感嘆のため息をつきながら、ときには自分の至らなさにほんとうに悲しくなりながら、どうすれば自分の論文を豊かにできるのか悩み続けました。
そして、すばらしい論文の数々は、自分の研究の弱点を探るための「外の目」として大切だということに気づいた1年でもありました。


■ わたしの研究、役に立つの?(Cの視点)

2012年の10月~12月に、約20名の教員の方々にインタビュー調査をさせていただきました。
ご自身のゼミナール運営の極意や、試行錯誤の重なりについてお話を伺う中で、「この貴重な経験を必ず還元しなければ」という思いに何度も駆られました。
多くの先生方が内に秘めていらっしゃる情熱や、文字にするだけで零れ落ちてしまいそうな運営の深み、類型化するだけではもったいないほどの経験の蓄積を、どうすれば誰かの役に立つ研究成果として返していけるのか。

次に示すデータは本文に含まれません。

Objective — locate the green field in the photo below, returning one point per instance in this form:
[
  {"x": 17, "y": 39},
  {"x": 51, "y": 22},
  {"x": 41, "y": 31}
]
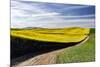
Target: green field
[
  {"x": 64, "y": 35},
  {"x": 80, "y": 53}
]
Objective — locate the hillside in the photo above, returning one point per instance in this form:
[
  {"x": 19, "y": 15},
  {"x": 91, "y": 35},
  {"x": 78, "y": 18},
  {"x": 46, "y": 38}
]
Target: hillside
[{"x": 64, "y": 35}]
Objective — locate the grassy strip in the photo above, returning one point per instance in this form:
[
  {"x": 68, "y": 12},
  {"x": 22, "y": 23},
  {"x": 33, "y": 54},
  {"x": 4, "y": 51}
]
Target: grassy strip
[{"x": 79, "y": 53}]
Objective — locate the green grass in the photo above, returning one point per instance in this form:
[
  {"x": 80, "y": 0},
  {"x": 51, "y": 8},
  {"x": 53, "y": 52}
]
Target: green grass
[
  {"x": 63, "y": 35},
  {"x": 80, "y": 53}
]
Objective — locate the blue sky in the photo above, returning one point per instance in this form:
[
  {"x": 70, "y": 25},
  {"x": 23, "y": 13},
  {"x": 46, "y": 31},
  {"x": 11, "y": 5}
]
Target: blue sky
[{"x": 51, "y": 15}]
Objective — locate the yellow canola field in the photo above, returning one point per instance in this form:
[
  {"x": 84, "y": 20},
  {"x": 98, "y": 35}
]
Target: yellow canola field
[{"x": 64, "y": 35}]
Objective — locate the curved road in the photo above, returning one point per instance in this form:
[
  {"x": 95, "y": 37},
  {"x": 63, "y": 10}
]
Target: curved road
[{"x": 46, "y": 58}]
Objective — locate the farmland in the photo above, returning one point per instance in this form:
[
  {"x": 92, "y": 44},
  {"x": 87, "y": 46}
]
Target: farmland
[
  {"x": 80, "y": 53},
  {"x": 44, "y": 42},
  {"x": 64, "y": 35}
]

ひとつには、きちんと論文を書くことがありますが、それだけでは何かが足りないような気もしています。
今もまだ、その足りない部分についての答えは見つかっていませんが、学会やフォーラムなどでのご指摘や、他の研究者の取り組みなどを糧にしながら、わたしにしかできない成果の還元について考えていきたいと思っています。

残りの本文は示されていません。